Dortmund’s Swiss Goalkeeper has faced mental health struggles that almost ended his career before it began.

Borussia Dortmund Team Bus Bomb Attack Trial Photo by Friedemann V ogel - Pool/Getty Images

Roman Bürki’s tenure at Borussia Dortmund has been quite tumultuous. Despite his frequently above-average play in goal, the Swiss Keeper has faced substantial criticism from the BVB fanbase for his inconsistency and tendency to commit grave errors. A common criticism that I hear (anecdotally) is that he doesn’t have the self-confidence and composure to be an elite keeper for a Bundesliga club.

In all fairness, he has been dealt a heavy hand. In his three seasons with Borussia Dortmund, he’s played behind shaky and constantly evolving defenses and tactical systems, all while trying to fill the shoes of BVB-legend Roman Weidenfeller. Bürki’s also been open about the trauma he suffered during the bus bombing, which seemed to affect him more than it did many of his other teammates.

Earlier this week, Bürki addressed some of these issues in an interview with Eurosport. As it turns out, his struggles with self-confidence and mental health are nothing new. When he was just a teenager, while getting ready to attend tryouts for BSC Young Boys, he almost folded before they even started, telling his father that he refused to participate. He had already been rejected by SC Thun, and the idea of failing again was almost enough to prevent him from giving it another go.

According to Bürki, if his father hadn’t refused to take him home, he never would have tried out. If he hadn’t done so, he obviously never would have made the Young Boys academy, and his career could have turned out quite differently (or not at all.) Since then, Bürki has maintained a relationship with mental health coaches, who have helped him deal with the various stressors he’s experienced throughout his career.

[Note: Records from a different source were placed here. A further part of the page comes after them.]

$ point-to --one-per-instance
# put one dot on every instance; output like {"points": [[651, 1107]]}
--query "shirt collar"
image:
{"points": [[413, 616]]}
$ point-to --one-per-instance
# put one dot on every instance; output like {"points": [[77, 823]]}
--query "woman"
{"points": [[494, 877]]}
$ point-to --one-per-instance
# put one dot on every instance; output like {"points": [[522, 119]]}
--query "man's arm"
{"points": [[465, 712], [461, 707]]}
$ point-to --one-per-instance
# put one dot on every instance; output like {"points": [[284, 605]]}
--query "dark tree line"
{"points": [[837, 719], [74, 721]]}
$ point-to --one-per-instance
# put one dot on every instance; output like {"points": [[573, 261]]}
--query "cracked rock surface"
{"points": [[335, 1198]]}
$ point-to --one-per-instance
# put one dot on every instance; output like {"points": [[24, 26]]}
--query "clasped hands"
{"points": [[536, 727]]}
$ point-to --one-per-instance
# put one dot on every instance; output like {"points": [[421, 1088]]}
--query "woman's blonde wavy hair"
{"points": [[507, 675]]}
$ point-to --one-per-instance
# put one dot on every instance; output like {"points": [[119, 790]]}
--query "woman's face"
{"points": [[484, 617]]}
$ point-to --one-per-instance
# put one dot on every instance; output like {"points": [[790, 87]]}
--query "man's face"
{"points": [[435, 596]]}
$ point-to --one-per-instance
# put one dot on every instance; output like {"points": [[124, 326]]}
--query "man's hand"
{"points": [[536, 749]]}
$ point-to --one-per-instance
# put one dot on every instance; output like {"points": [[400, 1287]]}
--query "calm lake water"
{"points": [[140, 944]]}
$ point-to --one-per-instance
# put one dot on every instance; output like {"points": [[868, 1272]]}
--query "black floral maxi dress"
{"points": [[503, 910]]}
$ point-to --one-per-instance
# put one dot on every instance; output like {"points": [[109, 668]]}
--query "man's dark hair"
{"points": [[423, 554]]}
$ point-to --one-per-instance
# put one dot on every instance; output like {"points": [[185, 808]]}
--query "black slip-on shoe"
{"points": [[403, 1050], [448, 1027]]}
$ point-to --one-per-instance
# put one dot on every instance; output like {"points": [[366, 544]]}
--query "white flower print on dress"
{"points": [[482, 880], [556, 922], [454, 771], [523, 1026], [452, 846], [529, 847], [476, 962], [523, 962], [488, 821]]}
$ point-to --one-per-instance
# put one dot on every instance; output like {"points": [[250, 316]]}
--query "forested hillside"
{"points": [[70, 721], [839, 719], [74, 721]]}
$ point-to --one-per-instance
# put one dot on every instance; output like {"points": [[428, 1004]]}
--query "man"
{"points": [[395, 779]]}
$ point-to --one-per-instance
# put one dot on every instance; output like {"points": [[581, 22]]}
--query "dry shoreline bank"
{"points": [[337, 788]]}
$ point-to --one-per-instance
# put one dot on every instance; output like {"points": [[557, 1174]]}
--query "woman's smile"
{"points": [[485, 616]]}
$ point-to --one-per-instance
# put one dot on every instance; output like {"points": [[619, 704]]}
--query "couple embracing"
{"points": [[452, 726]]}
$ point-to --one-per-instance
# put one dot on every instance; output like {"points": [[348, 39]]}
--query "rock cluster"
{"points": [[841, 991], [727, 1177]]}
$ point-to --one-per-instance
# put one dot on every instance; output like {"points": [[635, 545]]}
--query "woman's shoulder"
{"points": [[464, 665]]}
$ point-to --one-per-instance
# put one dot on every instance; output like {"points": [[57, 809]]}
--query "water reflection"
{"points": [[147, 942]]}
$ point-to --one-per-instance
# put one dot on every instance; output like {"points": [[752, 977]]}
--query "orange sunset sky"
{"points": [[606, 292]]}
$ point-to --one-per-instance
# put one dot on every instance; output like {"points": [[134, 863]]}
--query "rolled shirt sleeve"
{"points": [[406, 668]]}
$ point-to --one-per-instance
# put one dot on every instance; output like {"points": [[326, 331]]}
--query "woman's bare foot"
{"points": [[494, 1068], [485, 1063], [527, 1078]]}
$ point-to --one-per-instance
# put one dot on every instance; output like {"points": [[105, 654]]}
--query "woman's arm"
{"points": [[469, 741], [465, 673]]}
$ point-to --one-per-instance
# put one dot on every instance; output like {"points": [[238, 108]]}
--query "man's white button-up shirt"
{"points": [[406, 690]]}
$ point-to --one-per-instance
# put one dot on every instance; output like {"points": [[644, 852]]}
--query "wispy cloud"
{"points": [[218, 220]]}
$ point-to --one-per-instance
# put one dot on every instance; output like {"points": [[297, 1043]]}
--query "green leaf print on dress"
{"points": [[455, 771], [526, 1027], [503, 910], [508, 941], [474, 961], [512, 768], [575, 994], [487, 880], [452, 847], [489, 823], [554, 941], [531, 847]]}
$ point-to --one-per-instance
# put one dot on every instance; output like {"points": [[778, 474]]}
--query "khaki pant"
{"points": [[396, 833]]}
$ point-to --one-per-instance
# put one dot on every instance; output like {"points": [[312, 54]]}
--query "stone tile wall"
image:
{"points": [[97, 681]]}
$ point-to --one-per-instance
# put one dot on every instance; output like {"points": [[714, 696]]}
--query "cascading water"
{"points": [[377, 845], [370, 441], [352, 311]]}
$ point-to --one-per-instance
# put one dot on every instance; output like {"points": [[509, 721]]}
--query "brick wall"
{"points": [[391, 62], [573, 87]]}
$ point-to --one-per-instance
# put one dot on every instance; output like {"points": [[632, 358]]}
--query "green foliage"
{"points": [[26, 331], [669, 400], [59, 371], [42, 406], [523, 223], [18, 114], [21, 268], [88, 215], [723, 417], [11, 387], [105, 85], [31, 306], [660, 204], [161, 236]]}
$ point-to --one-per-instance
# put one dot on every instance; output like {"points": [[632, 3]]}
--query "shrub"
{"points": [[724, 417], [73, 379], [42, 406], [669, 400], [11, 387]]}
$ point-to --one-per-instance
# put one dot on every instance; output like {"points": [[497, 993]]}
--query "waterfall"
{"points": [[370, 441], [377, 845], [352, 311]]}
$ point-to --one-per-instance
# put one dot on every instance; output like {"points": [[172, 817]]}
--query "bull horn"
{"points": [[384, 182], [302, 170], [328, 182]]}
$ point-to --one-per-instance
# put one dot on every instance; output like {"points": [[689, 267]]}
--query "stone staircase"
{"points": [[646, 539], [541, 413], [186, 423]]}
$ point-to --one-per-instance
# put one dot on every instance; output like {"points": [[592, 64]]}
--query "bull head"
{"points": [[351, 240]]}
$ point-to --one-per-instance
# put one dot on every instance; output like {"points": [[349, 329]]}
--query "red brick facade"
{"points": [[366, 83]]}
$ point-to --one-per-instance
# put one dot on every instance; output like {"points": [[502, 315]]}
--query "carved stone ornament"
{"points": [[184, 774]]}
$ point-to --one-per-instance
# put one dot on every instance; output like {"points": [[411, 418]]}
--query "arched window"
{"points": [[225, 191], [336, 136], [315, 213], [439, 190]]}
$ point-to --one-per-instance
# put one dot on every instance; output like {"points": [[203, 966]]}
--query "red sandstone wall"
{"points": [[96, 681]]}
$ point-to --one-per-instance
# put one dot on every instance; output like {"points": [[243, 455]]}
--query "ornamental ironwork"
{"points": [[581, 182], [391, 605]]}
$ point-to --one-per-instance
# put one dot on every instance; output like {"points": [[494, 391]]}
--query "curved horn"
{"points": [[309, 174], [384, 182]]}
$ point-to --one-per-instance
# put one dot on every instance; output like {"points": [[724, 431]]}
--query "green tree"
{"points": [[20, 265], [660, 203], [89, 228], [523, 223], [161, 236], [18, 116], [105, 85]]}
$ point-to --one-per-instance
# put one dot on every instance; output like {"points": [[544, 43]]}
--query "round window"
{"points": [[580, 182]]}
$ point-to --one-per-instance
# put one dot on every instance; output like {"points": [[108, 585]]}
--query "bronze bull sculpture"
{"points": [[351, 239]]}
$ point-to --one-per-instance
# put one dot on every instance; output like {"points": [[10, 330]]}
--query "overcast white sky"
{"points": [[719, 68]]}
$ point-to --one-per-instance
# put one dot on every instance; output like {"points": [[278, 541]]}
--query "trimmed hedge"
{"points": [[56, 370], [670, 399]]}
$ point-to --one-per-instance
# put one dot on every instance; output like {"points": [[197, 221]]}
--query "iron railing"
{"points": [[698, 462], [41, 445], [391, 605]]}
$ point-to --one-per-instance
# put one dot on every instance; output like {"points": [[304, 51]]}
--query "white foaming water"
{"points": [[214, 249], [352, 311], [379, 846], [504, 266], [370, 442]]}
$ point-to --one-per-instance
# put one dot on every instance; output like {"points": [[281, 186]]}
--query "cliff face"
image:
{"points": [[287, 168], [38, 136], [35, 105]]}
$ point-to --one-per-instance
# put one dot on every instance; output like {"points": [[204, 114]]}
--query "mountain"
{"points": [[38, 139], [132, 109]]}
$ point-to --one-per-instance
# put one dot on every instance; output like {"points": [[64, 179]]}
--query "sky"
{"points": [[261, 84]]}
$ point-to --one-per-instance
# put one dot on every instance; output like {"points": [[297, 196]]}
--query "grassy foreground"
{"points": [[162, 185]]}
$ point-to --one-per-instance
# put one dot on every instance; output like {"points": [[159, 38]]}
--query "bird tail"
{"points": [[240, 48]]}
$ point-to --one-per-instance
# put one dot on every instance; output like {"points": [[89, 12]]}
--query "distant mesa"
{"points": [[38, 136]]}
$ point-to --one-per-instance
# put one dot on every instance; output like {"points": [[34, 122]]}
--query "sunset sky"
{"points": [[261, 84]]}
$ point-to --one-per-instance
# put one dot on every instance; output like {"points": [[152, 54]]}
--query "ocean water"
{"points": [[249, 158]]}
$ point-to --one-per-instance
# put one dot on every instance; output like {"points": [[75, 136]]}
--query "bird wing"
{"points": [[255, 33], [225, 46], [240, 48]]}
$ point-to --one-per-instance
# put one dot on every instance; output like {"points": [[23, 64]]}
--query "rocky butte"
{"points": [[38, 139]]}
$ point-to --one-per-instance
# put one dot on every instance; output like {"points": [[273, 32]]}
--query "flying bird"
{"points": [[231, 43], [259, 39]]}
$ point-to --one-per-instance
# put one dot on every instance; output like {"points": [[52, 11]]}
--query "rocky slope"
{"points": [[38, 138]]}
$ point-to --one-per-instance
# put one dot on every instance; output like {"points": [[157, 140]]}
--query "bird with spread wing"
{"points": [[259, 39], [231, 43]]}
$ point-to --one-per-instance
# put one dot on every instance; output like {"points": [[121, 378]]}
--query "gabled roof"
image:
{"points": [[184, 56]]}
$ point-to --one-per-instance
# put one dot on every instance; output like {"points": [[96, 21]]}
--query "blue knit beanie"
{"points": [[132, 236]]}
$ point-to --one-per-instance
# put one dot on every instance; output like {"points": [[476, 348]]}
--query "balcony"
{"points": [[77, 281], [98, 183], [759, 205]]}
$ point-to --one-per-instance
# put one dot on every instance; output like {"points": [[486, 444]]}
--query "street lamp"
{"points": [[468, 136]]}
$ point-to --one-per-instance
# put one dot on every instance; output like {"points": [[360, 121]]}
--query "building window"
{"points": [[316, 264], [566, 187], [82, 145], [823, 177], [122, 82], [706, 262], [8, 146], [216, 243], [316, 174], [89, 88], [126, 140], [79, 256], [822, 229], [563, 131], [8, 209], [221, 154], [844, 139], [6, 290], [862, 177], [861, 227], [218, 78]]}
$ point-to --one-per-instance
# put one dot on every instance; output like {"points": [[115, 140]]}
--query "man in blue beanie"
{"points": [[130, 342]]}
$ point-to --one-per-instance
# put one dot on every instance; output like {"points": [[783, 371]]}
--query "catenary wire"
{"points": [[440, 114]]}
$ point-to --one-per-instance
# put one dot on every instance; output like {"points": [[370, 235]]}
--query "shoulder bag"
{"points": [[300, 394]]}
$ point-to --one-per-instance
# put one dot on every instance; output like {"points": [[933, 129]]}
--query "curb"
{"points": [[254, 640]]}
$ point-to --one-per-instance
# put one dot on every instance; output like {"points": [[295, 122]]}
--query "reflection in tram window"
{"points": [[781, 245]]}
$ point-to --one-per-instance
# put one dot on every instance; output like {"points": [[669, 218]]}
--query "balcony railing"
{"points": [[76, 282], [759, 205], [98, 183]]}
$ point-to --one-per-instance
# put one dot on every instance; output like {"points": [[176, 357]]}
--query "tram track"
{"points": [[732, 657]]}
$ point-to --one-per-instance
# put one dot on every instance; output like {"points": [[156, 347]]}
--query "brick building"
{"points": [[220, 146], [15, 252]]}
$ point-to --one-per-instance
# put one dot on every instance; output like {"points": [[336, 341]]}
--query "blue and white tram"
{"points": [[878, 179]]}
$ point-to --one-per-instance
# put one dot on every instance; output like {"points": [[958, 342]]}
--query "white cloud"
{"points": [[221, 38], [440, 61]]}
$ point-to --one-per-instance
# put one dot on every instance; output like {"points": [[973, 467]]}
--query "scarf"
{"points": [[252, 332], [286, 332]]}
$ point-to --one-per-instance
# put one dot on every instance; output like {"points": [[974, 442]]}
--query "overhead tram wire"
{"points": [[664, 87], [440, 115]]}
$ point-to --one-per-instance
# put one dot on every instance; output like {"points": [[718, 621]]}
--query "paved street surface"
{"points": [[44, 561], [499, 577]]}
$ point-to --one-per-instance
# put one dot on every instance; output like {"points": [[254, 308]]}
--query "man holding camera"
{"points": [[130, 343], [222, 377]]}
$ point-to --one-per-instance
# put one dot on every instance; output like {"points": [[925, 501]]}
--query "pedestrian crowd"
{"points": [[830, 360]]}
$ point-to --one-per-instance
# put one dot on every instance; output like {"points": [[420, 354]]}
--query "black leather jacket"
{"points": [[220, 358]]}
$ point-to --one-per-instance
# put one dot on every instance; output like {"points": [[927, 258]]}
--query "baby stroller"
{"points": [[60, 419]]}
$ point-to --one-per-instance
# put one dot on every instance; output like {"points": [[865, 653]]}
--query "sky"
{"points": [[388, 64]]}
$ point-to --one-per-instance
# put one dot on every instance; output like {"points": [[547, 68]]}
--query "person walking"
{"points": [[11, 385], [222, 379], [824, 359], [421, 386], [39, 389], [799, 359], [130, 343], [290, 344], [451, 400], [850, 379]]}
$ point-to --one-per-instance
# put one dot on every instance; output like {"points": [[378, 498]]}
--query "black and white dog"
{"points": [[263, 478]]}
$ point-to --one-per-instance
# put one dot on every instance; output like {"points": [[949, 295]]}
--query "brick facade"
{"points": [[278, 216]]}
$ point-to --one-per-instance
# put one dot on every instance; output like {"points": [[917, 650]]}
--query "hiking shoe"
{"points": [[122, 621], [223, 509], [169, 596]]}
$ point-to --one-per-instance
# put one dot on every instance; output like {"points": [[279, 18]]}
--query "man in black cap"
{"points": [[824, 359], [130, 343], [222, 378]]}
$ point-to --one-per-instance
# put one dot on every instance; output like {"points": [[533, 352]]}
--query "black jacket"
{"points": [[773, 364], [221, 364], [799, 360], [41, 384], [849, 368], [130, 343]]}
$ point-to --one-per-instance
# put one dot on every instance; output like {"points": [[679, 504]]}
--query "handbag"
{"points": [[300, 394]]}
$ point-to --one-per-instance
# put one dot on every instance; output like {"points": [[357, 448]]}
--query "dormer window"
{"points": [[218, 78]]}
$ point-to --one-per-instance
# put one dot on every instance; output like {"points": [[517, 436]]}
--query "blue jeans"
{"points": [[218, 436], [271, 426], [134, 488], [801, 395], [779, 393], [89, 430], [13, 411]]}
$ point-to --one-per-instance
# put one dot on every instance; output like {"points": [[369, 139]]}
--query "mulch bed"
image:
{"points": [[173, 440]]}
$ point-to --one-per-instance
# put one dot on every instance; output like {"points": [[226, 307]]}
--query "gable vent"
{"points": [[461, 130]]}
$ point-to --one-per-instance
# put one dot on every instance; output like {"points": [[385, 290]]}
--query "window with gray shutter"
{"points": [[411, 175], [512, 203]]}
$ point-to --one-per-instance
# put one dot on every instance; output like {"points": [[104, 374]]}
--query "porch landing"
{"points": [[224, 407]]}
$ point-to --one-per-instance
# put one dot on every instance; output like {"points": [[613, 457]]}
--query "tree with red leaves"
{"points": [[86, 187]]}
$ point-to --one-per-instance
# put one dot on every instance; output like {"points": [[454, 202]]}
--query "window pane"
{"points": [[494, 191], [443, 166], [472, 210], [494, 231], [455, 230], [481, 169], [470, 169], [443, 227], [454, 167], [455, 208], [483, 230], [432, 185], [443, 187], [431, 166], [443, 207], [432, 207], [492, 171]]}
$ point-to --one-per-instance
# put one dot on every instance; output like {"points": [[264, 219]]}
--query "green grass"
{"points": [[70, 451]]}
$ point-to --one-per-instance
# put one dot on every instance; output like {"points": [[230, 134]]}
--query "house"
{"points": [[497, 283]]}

In the interview, Bürki encouraged other footballers to do the same, decrying the taboo that surrounds mental health.

“I started when I was 16, 17. I thought it would not hurt, it’s not a taboo at all for me, and every little thing that helps should be taken as a player I’ve needed the mental coach from an early age, and that’s how it is.

While he’s obviously not a perfect keeper, Bürki has been far better than most people give him credit for, and will be carrying the mantle as Dortmund’s #1 for the foreseeable future. He should do whatever needs to be done to keep himself mentally healthy and ready to perform, and it’s nice to see he’s encouraging other players to do the same.